Flood, storm protection remain issues

Published 12:13 am Saturday, April 9, 2016

LAPLACE —St. John the Baptist Parish residents are all too familiar with flooding.

After dealing with past traumas that resulted from flood damage and thinking about the future, Parish President Natalie Robottom said levee protection is much needed.

Tommy Faucheaux of Dow served as Wednesday’s moderator.

Tommy Faucheaux of Dow served as Wednesday’s moderator.

Robottom, along with the help from a U.S. Congressman, is trying to set things in monition.

“The West Bank Project will start in Montz and go into St. Charles Parish,” Robottom said. “The goal of the levee is to be an 18-mile levee that goes through St. John with pumping stations and ties into St. James Parish. We’ve been witness to Hurricane Katrina, with absolutely no direct impact on our area, strike and we still received flooding on Highway 51. Those are things that continue to impact us because of the tidal influx.”

Robottom addressed the issue Wednesday morning in front of members of the business community during the River Region Chamber of Commerce’s Parish President’s Forum.

Robottom said the West Bank Hurricane Protection Levee is already in the state’s master plan for 2017.

“Congressman Graves represents our area,” she said.

“The levee project, itself, is already eligible for state as well as federal funding once it’s allocated. Congressman Graves knows what is needed here. He was here for Hurricane Isaac and he really understands what our needs are.”

When talking about levee protection, Robottom said, you have to consider property acquisition, mitigation and dealing with pipeline crossings.

“All these are things that can be started before we get the $718 million,” she said.

Robottom spoke about levee protection and other topics of concern, along with St. James Parish President Timothy P. Roussel and St. Charles Parish President Larry Cochran.

After a devastating tornado tore through LaPlace Feb. 23, Robottom said there are many residents still trying to recover.

During the forum Robottom spoke about the damage the parish sustained.

“We had over 600 structures and 27 business damaged,” she said.

“We are still waiting and appealing the federal declaration that will help us by providing funding to provide assistance to our residents. Also, to help us pay for the public services that we are providing, such as debris removal and paying for our employees.”

Robottom said many don’t realize there is a threshold that must be reached in order for the parish to get federal assistance, which has not yet been obtained.

“We talk about the taxes and the burden and the instability moving forward, but when things like this happen early in the budget year, those extra expenditures are coming out of the dollars that we planned for something else,” she said. “So at this point we are very fortunate.
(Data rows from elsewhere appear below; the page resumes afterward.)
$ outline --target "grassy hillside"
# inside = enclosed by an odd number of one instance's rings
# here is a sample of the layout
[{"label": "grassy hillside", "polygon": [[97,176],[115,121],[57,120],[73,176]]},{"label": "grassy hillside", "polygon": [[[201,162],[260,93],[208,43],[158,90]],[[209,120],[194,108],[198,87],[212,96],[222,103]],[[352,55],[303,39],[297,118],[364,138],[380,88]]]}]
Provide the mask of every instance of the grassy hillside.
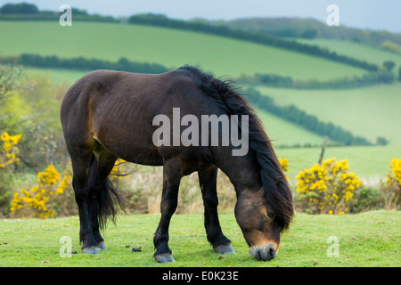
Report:
[{"label": "grassy hillside", "polygon": [[385,61],[393,61],[396,62],[396,67],[401,65],[401,54],[397,54],[395,53],[368,45],[323,38],[313,40],[297,39],[297,41],[307,45],[316,45],[321,47],[327,48],[331,52],[336,52],[340,54],[348,55],[352,58],[376,63],[378,65],[382,65]]},{"label": "grassy hillside", "polygon": [[390,145],[401,145],[401,84],[347,90],[296,90],[258,87],[279,105],[294,104],[315,115],[376,142],[385,137]]},{"label": "grassy hillside", "polygon": [[198,65],[218,76],[274,73],[299,79],[329,79],[364,74],[331,61],[270,46],[171,28],[79,22],[0,21],[3,55],[23,53],[110,61],[121,57],[177,68]]},{"label": "grassy hillside", "polygon": [[[100,255],[80,252],[78,216],[39,219],[0,219],[0,266],[29,267],[285,267],[285,266],[399,266],[401,212],[374,211],[357,215],[309,216],[297,213],[289,232],[281,237],[280,252],[270,262],[255,260],[233,214],[220,215],[233,255],[216,254],[206,240],[202,215],[175,215],[169,247],[176,262],[157,264],[152,258],[153,232],[160,215],[119,216],[103,237],[108,249]],[[330,256],[329,237],[338,239],[339,256]],[[70,238],[77,254],[61,257]],[[128,247],[127,247],[128,246]],[[142,247],[133,252],[133,247]],[[160,278],[161,280],[161,278]]]},{"label": "grassy hillside", "polygon": [[[275,152],[279,158],[288,159],[290,183],[295,186],[295,176],[299,171],[310,168],[317,163],[321,149],[275,149]],[[349,171],[362,178],[366,186],[376,186],[390,171],[389,164],[391,163],[392,158],[400,156],[401,146],[328,147],[323,159],[348,159]]]}]

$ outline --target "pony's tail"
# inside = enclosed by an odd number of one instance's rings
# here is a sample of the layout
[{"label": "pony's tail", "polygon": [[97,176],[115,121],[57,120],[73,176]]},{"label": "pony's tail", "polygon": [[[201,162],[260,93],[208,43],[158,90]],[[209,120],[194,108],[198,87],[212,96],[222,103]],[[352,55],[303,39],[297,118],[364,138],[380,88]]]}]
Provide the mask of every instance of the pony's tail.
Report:
[{"label": "pony's tail", "polygon": [[114,187],[110,178],[107,177],[102,184],[101,191],[96,199],[97,220],[102,230],[106,228],[109,219],[116,224],[117,205],[124,213],[126,212],[121,192]]}]

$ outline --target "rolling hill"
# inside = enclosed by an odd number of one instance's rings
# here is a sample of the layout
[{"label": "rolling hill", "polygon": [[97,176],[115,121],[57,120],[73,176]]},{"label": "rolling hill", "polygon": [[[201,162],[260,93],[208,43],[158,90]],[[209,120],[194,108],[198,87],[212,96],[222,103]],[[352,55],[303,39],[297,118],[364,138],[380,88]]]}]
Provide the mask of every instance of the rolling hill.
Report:
[{"label": "rolling hill", "polygon": [[[86,57],[118,61],[121,57],[142,62],[155,62],[176,69],[184,64],[198,65],[223,78],[272,73],[300,80],[329,80],[362,76],[366,71],[332,61],[289,50],[218,36],[144,25],[74,21],[61,27],[53,21],[0,20],[0,54],[57,55],[61,58]],[[390,53],[377,48],[337,40],[310,43],[339,53],[381,64]],[[391,53],[399,66],[398,55]],[[56,82],[71,84],[86,71],[28,69],[30,74],[46,74]],[[294,90],[258,87],[282,106],[294,104],[320,120],[332,122],[375,142],[384,136],[389,146],[378,148],[330,148],[327,157],[349,159],[352,166],[366,175],[387,171],[393,156],[401,155],[401,86],[376,86],[347,90]],[[272,114],[259,111],[269,137],[276,147],[294,144],[319,145],[323,138]],[[319,149],[281,149],[290,168],[310,167],[317,160]],[[378,166],[380,164],[380,166]]]},{"label": "rolling hill", "polygon": [[217,76],[274,73],[299,79],[330,79],[365,73],[357,68],[296,52],[202,33],[118,23],[0,21],[2,55],[37,53],[163,64],[198,65]]}]

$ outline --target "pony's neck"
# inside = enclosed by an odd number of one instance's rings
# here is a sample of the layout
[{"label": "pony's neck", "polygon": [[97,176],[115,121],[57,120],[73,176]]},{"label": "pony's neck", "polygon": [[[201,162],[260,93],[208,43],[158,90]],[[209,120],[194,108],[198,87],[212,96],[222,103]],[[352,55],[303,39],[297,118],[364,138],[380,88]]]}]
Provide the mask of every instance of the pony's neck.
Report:
[{"label": "pony's neck", "polygon": [[237,195],[245,189],[260,189],[260,167],[251,150],[245,156],[233,156],[231,151],[222,151],[217,160],[216,165],[228,176]]}]

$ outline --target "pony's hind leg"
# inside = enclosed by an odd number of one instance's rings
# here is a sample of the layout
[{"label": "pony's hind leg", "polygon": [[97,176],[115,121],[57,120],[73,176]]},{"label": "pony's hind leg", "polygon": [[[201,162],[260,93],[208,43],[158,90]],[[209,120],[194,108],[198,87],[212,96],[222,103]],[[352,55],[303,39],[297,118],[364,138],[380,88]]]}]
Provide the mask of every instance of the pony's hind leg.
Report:
[{"label": "pony's hind leg", "polygon": [[168,244],[168,226],[171,216],[176,209],[181,177],[181,162],[178,159],[171,159],[164,162],[163,191],[160,202],[161,217],[153,238],[156,248],[153,257],[157,262],[162,264],[175,261]]},{"label": "pony's hind leg", "polygon": [[70,151],[73,178],[72,186],[79,212],[79,240],[83,242],[82,251],[98,254],[98,244],[94,240],[89,214],[88,169],[93,151],[89,148],[74,149]]},{"label": "pony's hind leg", "polygon": [[[106,249],[100,229],[106,226],[107,218],[114,218],[115,210],[110,194],[118,195],[108,175],[111,172],[117,157],[104,149],[97,147],[92,157],[89,168],[89,212],[94,239],[98,247]],[[119,197],[118,197],[119,199]],[[119,203],[120,200],[118,200]],[[120,204],[120,206],[122,206]]]},{"label": "pony's hind leg", "polygon": [[231,240],[223,234],[218,220],[217,170],[218,168],[213,166],[207,170],[198,171],[199,183],[205,207],[206,235],[209,242],[210,242],[217,253],[235,253],[231,245]]}]

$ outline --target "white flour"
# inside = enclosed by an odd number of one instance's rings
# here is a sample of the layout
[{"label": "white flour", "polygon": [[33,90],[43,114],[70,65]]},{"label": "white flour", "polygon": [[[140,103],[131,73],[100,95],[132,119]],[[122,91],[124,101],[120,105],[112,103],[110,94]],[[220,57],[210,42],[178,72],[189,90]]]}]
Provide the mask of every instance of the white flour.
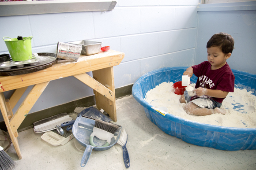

I’m very fortune to have neighboring parish presidents who sent help to us immediately.”

The streets of St. John, according to Robottom, couldn’t have been cleared of the trees, limbs and debris without help from other parishes.

Even though it’s been more than a month since the tornado, Robottom said recovery isn’t over.

“We need assistance from the Federal government,” she said. “We are going to continue to lobby for that.”

Robottom also touched on other topics:

• St. John will be getting a new East Bank Government Complex. The facility will be located on the front lawn of the Percy Herbert building in LaPlace. Parish officials say the $9.5 million facility will be a one-stop location. At this point residents need go to several locations for Parish government services.

• A West Bank senior center is being built, which is a $600,000 investment. Renovations to the West Bank Library are also expected and will cost $800,000.

• To help improve the quality of life for St. John residents the parish recently made a $2.5 million investment in recreations.